Hunter wasn’t sure if that was a good idea. He moved closer to the car to see what the girl thought—good idea or bad.
“Come on,” she said. “Hop in. I don’t bite.” He crossed in front of the car and thought he heard her say, “Unlike you.”
He pulled the door handle and it was locked so he panicked and just kept pulling on it like a child. Finally it unlocked and he collapsed into the passenger seat.
“Rough night?” the girl asked. Hunter felt really bad that he couldn’t remember her name but she was acting like she didn’t remember anything.
“Kind of,” he said. “Somebody left me on the side of the road.”
“I left your car with you. I left the keys in the ignition and everything.”
Hunter held the ticket up in front of her.
“Oh. Oops.”
“Yeah. Oops. I don’t think I’m going to go pick it up.”
“I can take you.”
He waved her off. “Say, you don’t know if anyone happened to see us together last night, do you?”
“What? You mean like the cop who gave you the ticket?”
“Exactly.”
“And you’re worried about that because I’m underage?”
“So acute.”
“I don’t think so. Let me take you to pick up your car. It’s the least I can do.”
“No. What happened last night isn’t the only reason. It goes back a couple of days. But I’m pretty sure I can’t go the police station yet. You don’t happen to have a phone I could borrow, do you?”
She reached into her pocket and pulled out her phone, handing it over to him. He stared at it and said, “Can you get the Internet on this?”
She pressed a button at the bottom and a browser popped up.
“Thank God,” he said.
“Why do you need it?”
“I left my phone in the car. I have insurance on it. This way I can get them to send me a new one without having to go to a police station.”
“Wow. That’s really ... brave.”
“Thanks. I’m going to tell them it exploded while I was talking on it.”
“And honest, too.”
“But you could do me a huge favor and take me home so I can put some clean clothes on.”
“Where’s home?”
He directed her.
Thirty-two
Walker continued to track the movement he’d seen earlier. He still had n
o idea if he was in the real world or that other place. He kind of felt like he was sliding back and forth. The woods here were definitely denser than anything he’d ever seen in Lawrence. Not only did there seem to be more of them, they seemed taller. So if he was still in Lawrence, it was some area he’d never been in. Which wasn’t entirely impossible. It wasn’t like he’d ever been much for exploring. But he figured he would still be somewhere around his house and that was an area where he thought he’d seen everything.
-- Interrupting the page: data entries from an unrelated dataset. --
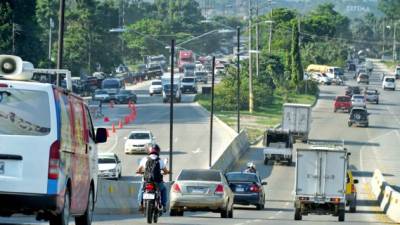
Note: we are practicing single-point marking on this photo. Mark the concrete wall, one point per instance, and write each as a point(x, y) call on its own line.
point(388, 198)
point(120, 197)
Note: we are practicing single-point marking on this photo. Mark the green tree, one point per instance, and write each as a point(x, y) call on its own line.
point(297, 67)
point(5, 27)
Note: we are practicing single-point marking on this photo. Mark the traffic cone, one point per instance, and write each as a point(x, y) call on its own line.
point(113, 128)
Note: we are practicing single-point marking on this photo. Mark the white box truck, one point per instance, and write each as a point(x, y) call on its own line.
point(320, 185)
point(297, 120)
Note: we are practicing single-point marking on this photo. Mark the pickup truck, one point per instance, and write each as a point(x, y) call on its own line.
point(320, 185)
point(278, 146)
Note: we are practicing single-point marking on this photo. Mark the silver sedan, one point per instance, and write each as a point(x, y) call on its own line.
point(201, 190)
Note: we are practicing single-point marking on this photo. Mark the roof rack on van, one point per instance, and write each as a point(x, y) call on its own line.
point(14, 68)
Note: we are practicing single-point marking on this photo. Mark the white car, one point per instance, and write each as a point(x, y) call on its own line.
point(358, 101)
point(139, 141)
point(109, 166)
point(155, 87)
point(389, 82)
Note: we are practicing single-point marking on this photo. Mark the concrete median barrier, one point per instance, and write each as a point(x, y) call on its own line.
point(234, 151)
point(387, 197)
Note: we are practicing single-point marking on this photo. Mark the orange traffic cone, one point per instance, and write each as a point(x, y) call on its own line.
point(113, 128)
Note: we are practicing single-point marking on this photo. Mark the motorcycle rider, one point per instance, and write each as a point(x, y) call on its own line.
point(251, 168)
point(154, 154)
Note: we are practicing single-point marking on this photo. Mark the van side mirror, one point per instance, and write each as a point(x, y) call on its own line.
point(101, 135)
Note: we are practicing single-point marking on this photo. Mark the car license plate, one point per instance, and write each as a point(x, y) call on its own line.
point(2, 168)
point(149, 196)
point(239, 189)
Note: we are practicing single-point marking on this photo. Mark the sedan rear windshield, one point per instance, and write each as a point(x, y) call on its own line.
point(390, 80)
point(142, 136)
point(241, 177)
point(24, 112)
point(343, 99)
point(106, 161)
point(199, 175)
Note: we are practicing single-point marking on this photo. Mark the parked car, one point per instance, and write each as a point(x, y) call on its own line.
point(48, 153)
point(350, 91)
point(155, 87)
point(138, 141)
point(176, 92)
point(248, 188)
point(201, 76)
point(358, 101)
point(125, 96)
point(101, 95)
point(109, 166)
point(188, 85)
point(389, 82)
point(342, 103)
point(201, 190)
point(351, 191)
point(372, 95)
point(359, 117)
point(363, 79)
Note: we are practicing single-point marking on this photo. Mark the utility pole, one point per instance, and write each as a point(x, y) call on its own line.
point(238, 78)
point(60, 37)
point(171, 110)
point(257, 42)
point(394, 42)
point(270, 30)
point(251, 103)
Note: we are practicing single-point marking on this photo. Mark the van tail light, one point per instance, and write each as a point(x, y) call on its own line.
point(176, 188)
point(219, 189)
point(149, 187)
point(54, 160)
point(254, 188)
point(353, 188)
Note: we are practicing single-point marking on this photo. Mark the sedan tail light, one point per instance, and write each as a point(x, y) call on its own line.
point(176, 188)
point(219, 189)
point(255, 188)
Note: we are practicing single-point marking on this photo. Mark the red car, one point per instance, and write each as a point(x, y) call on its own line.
point(342, 103)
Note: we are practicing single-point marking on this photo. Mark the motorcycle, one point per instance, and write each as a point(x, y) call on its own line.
point(152, 202)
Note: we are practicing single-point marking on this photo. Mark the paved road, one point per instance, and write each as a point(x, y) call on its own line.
point(371, 148)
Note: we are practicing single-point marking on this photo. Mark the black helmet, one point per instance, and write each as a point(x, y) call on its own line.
point(155, 149)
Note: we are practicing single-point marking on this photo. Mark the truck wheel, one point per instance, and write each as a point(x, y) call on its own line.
point(297, 214)
point(341, 215)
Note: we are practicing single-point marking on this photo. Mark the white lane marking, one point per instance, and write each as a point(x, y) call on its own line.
point(115, 144)
point(197, 151)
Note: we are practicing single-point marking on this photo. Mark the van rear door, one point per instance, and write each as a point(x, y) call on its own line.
point(27, 130)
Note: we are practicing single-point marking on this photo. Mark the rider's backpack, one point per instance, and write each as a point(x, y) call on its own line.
point(152, 171)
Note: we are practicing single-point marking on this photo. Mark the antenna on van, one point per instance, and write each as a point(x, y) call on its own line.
point(14, 68)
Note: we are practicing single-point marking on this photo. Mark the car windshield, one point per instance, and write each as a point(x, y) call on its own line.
point(188, 80)
point(139, 136)
point(107, 160)
point(199, 175)
point(24, 112)
point(245, 177)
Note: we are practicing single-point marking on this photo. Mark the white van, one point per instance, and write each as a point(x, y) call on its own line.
point(48, 155)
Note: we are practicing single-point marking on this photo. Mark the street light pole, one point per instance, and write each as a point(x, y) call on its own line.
point(171, 110)
point(238, 78)
point(251, 104)
point(212, 110)
point(394, 42)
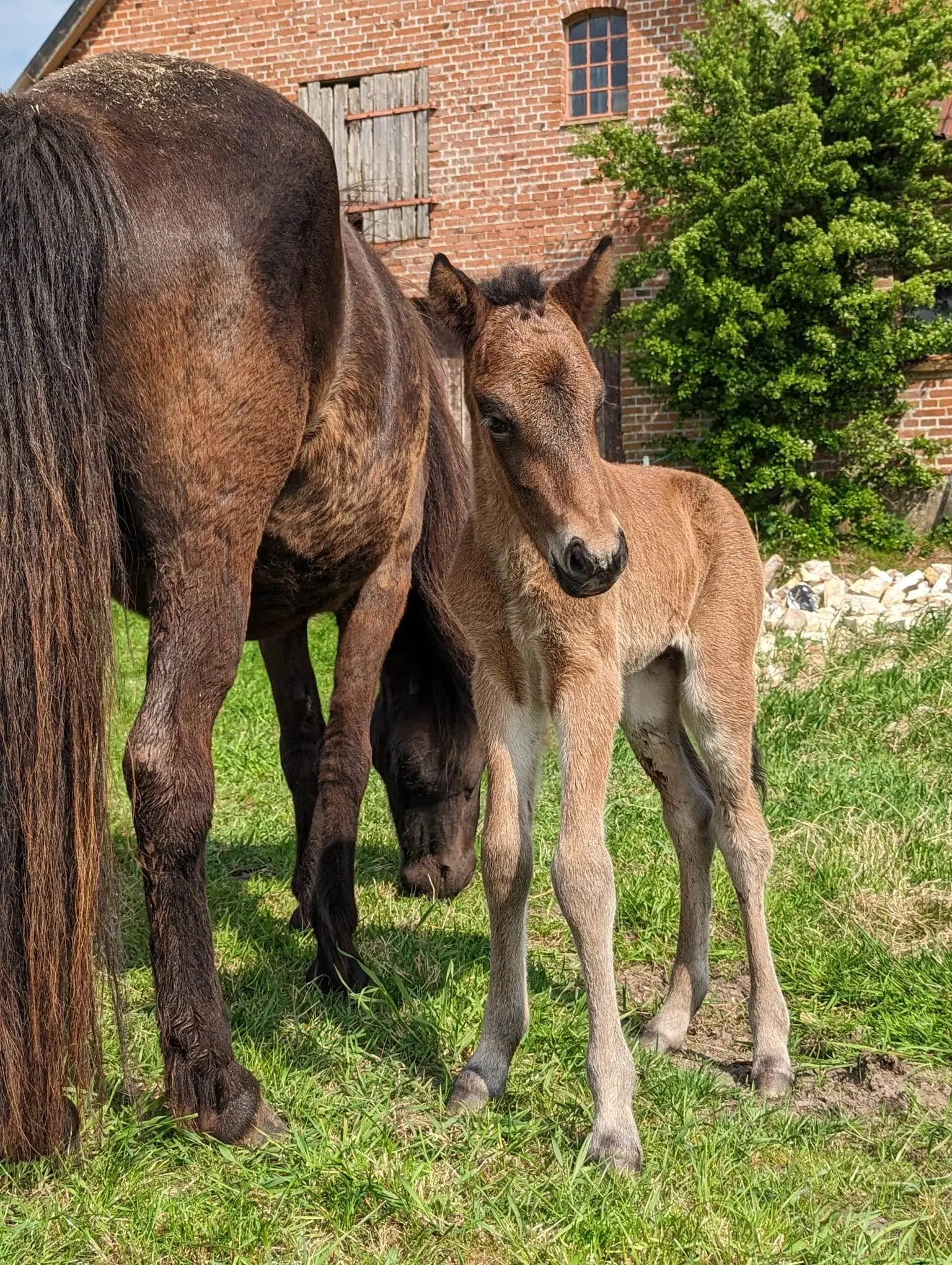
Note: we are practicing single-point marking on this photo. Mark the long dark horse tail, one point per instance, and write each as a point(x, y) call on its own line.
point(60, 220)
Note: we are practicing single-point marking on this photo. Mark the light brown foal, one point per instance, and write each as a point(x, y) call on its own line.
point(663, 642)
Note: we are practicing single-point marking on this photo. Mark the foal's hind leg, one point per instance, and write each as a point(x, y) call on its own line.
point(653, 725)
point(199, 614)
point(299, 708)
point(721, 701)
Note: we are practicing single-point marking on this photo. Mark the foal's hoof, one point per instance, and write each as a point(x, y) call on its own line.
point(773, 1080)
point(660, 1037)
point(617, 1149)
point(469, 1093)
point(265, 1127)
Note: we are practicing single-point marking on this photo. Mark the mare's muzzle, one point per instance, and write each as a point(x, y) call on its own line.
point(582, 574)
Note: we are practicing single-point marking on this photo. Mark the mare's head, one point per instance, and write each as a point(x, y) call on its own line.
point(534, 395)
point(428, 752)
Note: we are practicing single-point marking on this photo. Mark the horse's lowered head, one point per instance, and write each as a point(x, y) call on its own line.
point(535, 394)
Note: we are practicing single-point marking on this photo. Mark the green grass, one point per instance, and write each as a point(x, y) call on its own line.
point(860, 762)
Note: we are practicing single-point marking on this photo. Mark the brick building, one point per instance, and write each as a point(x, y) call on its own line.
point(451, 125)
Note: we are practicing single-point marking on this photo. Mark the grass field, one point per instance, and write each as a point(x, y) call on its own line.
point(856, 1168)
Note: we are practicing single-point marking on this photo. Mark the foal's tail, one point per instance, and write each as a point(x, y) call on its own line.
point(60, 218)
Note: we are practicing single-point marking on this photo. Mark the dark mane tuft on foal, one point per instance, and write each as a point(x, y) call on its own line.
point(518, 283)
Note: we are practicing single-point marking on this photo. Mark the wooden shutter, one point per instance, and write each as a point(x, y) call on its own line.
point(379, 130)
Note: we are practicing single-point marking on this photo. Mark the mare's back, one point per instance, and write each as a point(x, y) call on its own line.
point(215, 170)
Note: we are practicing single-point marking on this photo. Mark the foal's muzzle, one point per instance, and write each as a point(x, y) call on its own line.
point(582, 574)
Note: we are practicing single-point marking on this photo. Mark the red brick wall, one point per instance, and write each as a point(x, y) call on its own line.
point(505, 184)
point(930, 395)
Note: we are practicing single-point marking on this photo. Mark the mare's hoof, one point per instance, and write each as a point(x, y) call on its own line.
point(299, 920)
point(343, 975)
point(773, 1080)
point(266, 1126)
point(469, 1093)
point(617, 1149)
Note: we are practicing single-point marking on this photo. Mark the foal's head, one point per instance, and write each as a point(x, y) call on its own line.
point(534, 396)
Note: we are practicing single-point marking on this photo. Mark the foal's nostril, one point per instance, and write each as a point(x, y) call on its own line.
point(621, 554)
point(580, 562)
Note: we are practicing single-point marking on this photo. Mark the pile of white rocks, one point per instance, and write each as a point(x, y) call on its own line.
point(814, 600)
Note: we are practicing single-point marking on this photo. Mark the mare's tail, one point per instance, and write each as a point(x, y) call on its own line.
point(60, 219)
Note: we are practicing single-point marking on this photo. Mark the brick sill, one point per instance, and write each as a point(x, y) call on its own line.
point(932, 367)
point(593, 122)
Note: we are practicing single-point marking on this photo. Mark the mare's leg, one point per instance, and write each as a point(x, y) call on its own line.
point(299, 708)
point(586, 714)
point(653, 725)
point(199, 613)
point(513, 735)
point(721, 700)
point(324, 877)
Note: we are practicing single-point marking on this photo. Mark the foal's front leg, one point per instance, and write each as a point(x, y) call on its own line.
point(586, 716)
point(513, 735)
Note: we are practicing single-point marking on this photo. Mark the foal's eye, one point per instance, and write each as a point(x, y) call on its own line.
point(500, 428)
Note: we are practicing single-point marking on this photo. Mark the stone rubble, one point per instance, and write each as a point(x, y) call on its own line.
point(814, 600)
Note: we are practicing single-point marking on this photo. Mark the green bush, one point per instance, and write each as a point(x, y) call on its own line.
point(795, 166)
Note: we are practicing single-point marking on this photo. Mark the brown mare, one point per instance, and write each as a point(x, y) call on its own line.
point(216, 405)
point(664, 639)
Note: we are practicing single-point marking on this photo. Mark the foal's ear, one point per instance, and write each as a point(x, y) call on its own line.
point(584, 291)
point(457, 300)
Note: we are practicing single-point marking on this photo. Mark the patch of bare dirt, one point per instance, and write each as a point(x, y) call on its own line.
point(907, 920)
point(875, 1083)
point(720, 1041)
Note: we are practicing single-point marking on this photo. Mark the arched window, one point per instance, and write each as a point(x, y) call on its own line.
point(597, 51)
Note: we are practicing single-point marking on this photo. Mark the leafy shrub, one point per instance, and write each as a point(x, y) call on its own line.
point(800, 215)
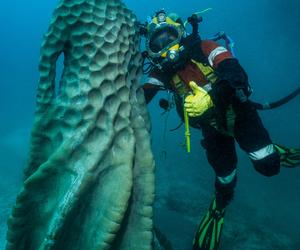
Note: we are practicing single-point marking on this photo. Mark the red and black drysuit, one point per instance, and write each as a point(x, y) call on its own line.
point(230, 89)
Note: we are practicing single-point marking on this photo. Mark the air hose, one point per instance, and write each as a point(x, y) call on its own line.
point(276, 104)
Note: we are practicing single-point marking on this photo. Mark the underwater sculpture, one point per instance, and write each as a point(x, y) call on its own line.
point(89, 183)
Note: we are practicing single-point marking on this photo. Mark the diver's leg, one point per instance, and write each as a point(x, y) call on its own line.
point(289, 157)
point(221, 155)
point(255, 140)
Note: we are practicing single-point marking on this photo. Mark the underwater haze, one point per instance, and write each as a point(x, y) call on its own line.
point(265, 212)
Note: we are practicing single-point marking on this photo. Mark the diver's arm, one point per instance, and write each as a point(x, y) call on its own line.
point(232, 78)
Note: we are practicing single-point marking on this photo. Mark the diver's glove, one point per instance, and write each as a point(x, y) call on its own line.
point(198, 102)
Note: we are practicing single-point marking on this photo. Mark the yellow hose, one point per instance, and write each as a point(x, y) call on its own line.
point(187, 131)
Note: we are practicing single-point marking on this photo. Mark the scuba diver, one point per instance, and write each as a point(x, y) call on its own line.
point(211, 93)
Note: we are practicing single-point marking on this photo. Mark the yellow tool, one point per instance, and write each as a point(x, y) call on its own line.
point(187, 131)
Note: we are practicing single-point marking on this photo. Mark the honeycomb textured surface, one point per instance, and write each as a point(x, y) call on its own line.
point(89, 181)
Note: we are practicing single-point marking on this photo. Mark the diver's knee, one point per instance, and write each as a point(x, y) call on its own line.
point(225, 188)
point(269, 166)
point(266, 160)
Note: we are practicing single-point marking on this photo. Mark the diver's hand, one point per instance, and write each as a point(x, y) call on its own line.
point(198, 102)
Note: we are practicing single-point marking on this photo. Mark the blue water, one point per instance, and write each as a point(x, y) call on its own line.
point(264, 214)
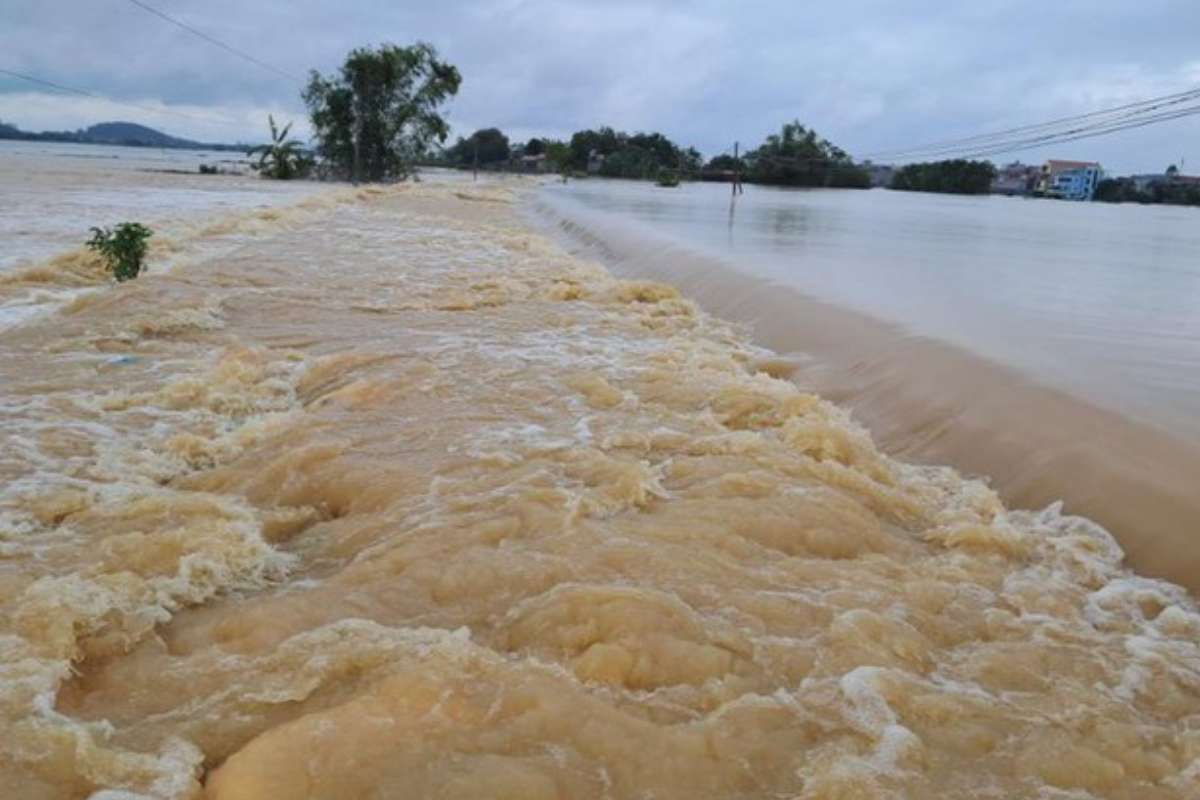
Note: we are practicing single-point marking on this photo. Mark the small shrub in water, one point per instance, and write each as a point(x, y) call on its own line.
point(123, 247)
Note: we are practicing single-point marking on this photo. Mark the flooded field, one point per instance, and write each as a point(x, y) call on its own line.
point(388, 495)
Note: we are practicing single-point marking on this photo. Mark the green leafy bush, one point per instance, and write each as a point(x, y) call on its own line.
point(123, 247)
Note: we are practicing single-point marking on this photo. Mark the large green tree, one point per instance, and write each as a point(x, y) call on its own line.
point(379, 113)
point(484, 146)
point(797, 156)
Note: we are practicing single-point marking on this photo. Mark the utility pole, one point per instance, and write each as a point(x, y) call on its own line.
point(737, 173)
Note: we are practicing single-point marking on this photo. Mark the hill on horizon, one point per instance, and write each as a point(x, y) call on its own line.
point(130, 134)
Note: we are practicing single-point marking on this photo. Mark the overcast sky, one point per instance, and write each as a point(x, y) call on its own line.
point(870, 76)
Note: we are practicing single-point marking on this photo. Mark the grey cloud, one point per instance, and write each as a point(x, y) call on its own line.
point(869, 74)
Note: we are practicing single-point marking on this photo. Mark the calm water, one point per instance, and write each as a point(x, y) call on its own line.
point(1102, 301)
point(52, 193)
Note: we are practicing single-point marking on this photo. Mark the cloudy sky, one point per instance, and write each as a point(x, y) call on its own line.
point(871, 76)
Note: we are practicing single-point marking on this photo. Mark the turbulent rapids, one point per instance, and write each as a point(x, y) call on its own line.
point(397, 499)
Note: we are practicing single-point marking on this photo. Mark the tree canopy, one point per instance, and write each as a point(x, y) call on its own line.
point(378, 114)
point(955, 176)
point(640, 156)
point(797, 156)
point(484, 146)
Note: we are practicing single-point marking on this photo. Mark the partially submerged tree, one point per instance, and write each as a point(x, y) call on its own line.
point(797, 156)
point(484, 146)
point(376, 116)
point(123, 248)
point(283, 158)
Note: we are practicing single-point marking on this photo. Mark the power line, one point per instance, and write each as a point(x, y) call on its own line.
point(211, 40)
point(1110, 120)
point(84, 92)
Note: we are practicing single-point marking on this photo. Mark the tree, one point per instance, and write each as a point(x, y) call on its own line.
point(123, 248)
point(376, 116)
point(283, 158)
point(955, 176)
point(484, 146)
point(796, 156)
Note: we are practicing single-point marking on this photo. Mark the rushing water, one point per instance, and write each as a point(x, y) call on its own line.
point(383, 494)
point(1053, 347)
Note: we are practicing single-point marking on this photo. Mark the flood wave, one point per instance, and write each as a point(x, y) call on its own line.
point(406, 500)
He watched the movement as it crossed a clearing in front of him. Now he was pretty sure it was a figure. Female probably. In the brief second he was able to track her, he thought it looked like she wore a white gown. He thought about calling out to her but he wanted a better idea of where she was going first.
And what was he going to say to her if he did catch up with her? Ask her where he was? He could imagine himself looking even crazier than everyone already thought he was.
He was getting ahead of himself. He thought he was doing a pretty good job of staying calm. Not that panicking would have helped anything. At least tracking the figure was giving him something to do, giving him some measure of forward momentum. The last thing he needed to do was stand in one place and think about things.
Just as he thought about continuous movement, he heard the screaming laughter again. This time it sounded really close. Now he stood in the clearing, ready to follow in the direction of the girl, but he stopped to see if he could find the source of that sound.
As he stood there, the sound seemed to move closer and closer to him, deafening. Not just deafening—piercing and painful, like it was punching holes in his equilibrium. From the middle of the clearing, he watched the trees spin around him. And every second, he caught a glimpse of the figure moving away from him. Farther and farther every time that part of his vision spun back around.
Unable to remain upright, he collapsed into the middle of the clearing with no idea what was happening to him.